• New proposals published to strengthen the regulation of medical devices in the UK and support our life sciences sector to tackle future health challenges
  • highlights opportunity for the UK to take advantage of its departure from the EU and create UK-specific regulation that puts patients first
  • follows the government’s new Life Sciences Vision, which outlined ambitions for the sector over the next decade, putting it at the heart of plans to build back better from the pandemic

A new report published today by the Regulatory Horizons Council (Thursday 19 August) sets out how the UK could strengthen the regulation of medical devices, learning lessons from the response to the coronavirus (COVID-19) pandemic while boosting the UK’s world-class life sciences sector.

The Regulatory Horizons Council (RHC) is an independent expert committee which identifies the regulation needed to foster technological innovation and provides government with impartial, expert advice on the regulatory reform required to support its rapid and safe introduction. Their new proposals set out how medical devices such as pacemakers or implantable defibrillators should be regulated to ensure we can tackle healthcare challenges effectively, now and in the future.

The report identifies the UK’s departure from the European Union as an opportunity to build a UK-specific regulatory system that puts patients at the heart of decision-making processes – for example by increasing patient representation on expert groups for advice on medical research and devices, and by providing evaluations of medical devices that are easily understandable. It highlights the opportunities now available to the UK, not only to respond more quickly to new advances in technology, but to work with like-minded countries in shaping international regulation.

Life Sciences Minister Nadhim Zahawi said:

Our life sciences industry is at forefront of global, modern regulation, as demonstrated by the speed and flexibility of the UK’s development and rollout of COVID vaccines.

Today’s report supports our ambition to capitalise on the UK’s departure from the European Union and put in place streamlined regulation that will ensure we can bring to market safe and effective medical devices quickly, benefitting patients across the country.

It calls for lessons to be learnt from the UK’s COVID-19 response, including addressing delays in medical device approval so that equipment can be authorised effectively and at speed. It also recommends that pandemic preparedness should include fast-track evaluation of new in vitro diagnostics and that reporting of diagnostic tests be transparent and standardised.

The report also highlights opportunities for the UK to take a leading role in the development of international standards, notably in sectors of importance such as AI, while exploring membership of international programmes such as the Medical Device Single Audit Program (MDSAP).

Innovation Minister Lord Bethell said:

The UK’s brilliant life sciences sector has excelled during the pandemic, pioneering important research and developing vaccines and treatments for COVID-19 which have saved countless lives across the globe.

Our regulator, the MHRA, was the first in the world to approve a COVID-19 vaccine and will soon be outlining proposals for a new regulatory framework for medical devices which will prioritise safety and help UK patients benefit from cutting-edge medical technology. This report is a welcome addition to help shape this area.

It suggests using medical devices as a template to help enable broader UK regulatory reform that improves patient safety and system efficiency by identifying areas where regulatory reform may attract inward investment and growth.

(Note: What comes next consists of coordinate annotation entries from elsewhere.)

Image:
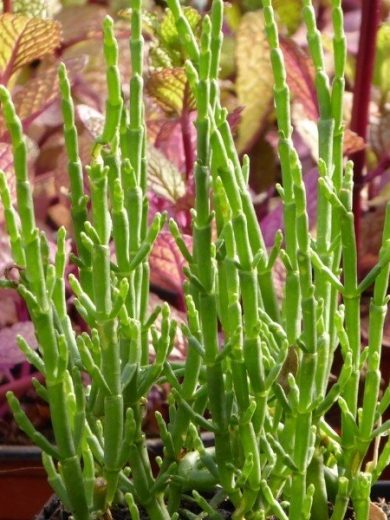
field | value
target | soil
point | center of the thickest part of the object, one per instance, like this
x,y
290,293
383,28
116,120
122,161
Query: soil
x,y
53,510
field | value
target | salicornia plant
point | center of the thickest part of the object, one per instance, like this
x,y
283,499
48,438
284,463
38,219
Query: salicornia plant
x,y
257,372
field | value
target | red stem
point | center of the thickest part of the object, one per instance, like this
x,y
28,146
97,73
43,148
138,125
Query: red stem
x,y
7,6
361,98
19,386
185,122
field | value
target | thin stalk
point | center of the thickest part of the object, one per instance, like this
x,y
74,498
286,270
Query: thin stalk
x,y
361,97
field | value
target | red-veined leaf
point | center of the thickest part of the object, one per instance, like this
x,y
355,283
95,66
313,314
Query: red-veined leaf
x,y
254,82
169,88
24,40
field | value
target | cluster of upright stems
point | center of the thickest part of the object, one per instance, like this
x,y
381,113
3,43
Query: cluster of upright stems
x,y
260,368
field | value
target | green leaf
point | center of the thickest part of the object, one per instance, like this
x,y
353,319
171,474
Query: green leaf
x,y
254,78
168,88
168,33
382,63
37,8
24,40
289,13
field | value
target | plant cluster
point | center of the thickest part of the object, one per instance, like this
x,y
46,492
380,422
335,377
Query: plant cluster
x,y
257,371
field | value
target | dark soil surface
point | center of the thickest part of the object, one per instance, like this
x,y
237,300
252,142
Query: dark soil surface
x,y
53,510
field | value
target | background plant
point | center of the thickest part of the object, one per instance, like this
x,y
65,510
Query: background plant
x,y
264,380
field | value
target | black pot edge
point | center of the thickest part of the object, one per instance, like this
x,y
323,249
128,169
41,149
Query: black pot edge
x,y
381,489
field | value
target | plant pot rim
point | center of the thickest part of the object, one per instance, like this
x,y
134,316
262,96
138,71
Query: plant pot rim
x,y
11,452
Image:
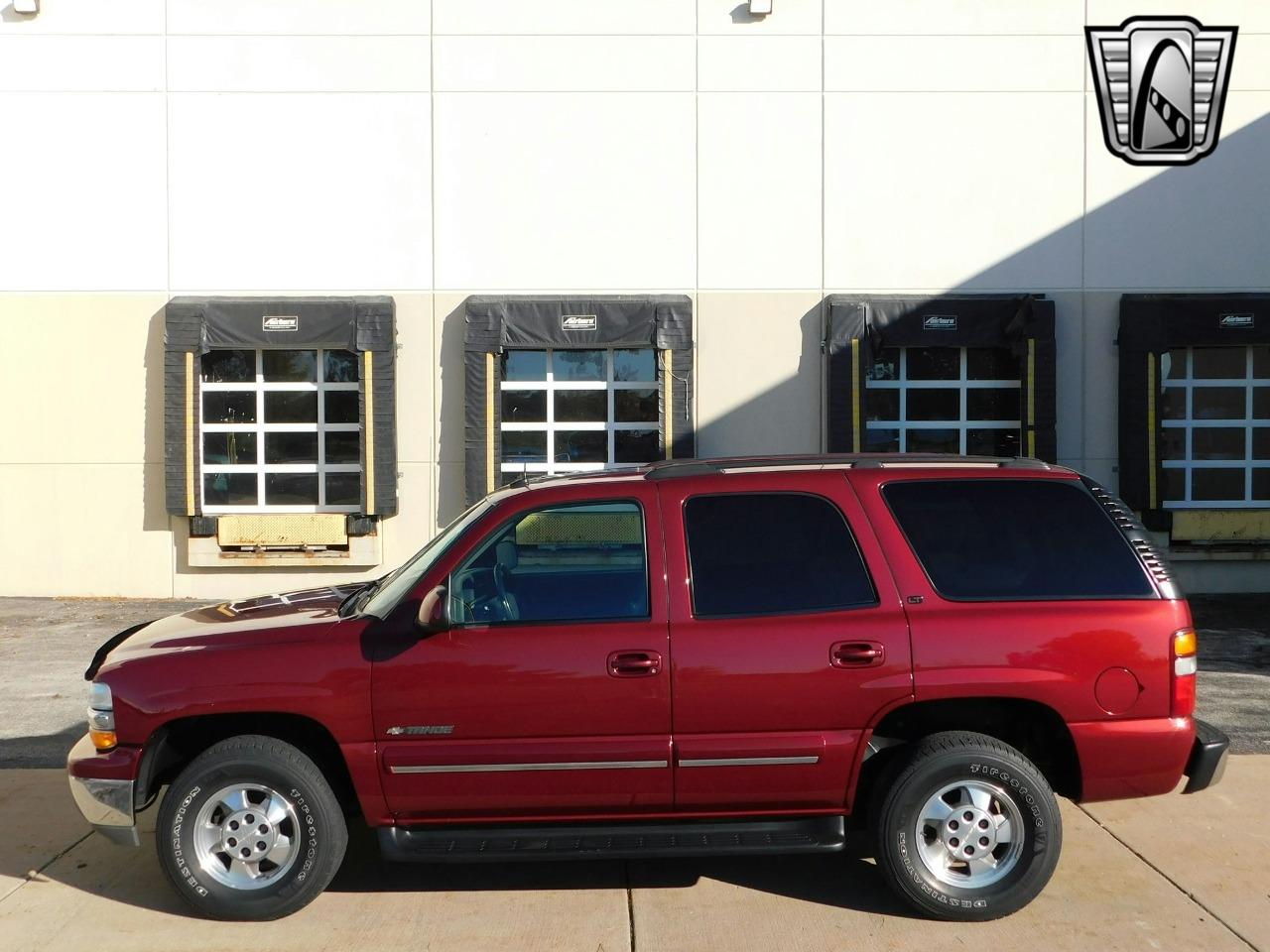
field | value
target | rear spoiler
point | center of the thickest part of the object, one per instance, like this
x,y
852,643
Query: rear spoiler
x,y
113,643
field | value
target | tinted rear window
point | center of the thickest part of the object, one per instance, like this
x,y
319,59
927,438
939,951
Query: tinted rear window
x,y
1015,539
772,553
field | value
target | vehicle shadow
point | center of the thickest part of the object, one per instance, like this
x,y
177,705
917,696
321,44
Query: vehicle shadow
x,y
40,749
846,880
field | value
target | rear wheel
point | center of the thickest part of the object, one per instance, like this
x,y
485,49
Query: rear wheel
x,y
250,830
968,828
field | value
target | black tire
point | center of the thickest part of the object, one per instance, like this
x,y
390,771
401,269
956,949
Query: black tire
x,y
318,832
951,758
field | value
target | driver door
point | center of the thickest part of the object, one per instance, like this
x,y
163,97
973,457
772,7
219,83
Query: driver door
x,y
549,696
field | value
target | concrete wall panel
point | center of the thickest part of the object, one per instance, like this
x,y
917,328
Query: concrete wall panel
x,y
566,190
318,190
758,189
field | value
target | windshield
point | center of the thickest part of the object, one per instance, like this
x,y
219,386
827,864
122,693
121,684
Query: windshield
x,y
399,584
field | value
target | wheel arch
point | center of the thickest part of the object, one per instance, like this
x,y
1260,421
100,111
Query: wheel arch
x,y
175,744
1037,730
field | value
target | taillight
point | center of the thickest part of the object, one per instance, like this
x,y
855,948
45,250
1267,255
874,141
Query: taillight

Today’s publication follows the launch of the government’s new Life Sciences Vision, published last month, which outlined ambitions for the sector over the next decade, including the Medicines and Healthcare products Regulatory Agency’s (MHRA) forthcoming consultation on a new regulatory framework for medical devices.

Earlier this year the Medicines and Medical Devices Act 2021, which provides a framework for updating the UK life sciences regime, received Royal Assent. This Act is a milestone in ensuring that after leaving the EU, the UK remains a world-leading regulator by supporting the delivery of the Life Sciences Vision, but also by and ensuring the UK can continue to embrace new health innovations.

The Act allows us to maintain a regulatory system that does what is best for the UK supporting innovation and protecting patient safety. The UK government remains committed to working collaboratively with industry to deliver key ambitions for a future medical devices regime.

Today’s report highlights the opportunity for the UK to show international leadership and become a global centre for medical device regulation.

The Business Secretary Kwasi Kwarteng has written to the Regulatory Horizons Council welcoming the report, and the Department of Health and Social Care will respond in detail to its recommendations following the response to the forthcoming MHRA consultation.

Notes to editors

About the Regulatory Horizons Council (RHC)

The Regulatory Horizons Council (RHC) is an independent committee, sponsored by the Department of Business, Energy and Industrial Strategy (BEIS), that identifies the implications of technological innovation. It provides government with impartial, expert advice on the regulatory reform required to support its rapid and safe introduction of new technologies.

Establishing the RHC was one of the key recommendations from the government’s white paper on Regulating for the Fourth Industrial Revolution. The RHC is currently undertaking deep dives with recommendations for government on regulatory reform on:

The Council has decided on its next programme of work for later this year including; principles for pro-innovation regulation, hydrogen, neurotechnology, and artificial intelligence in healthcare.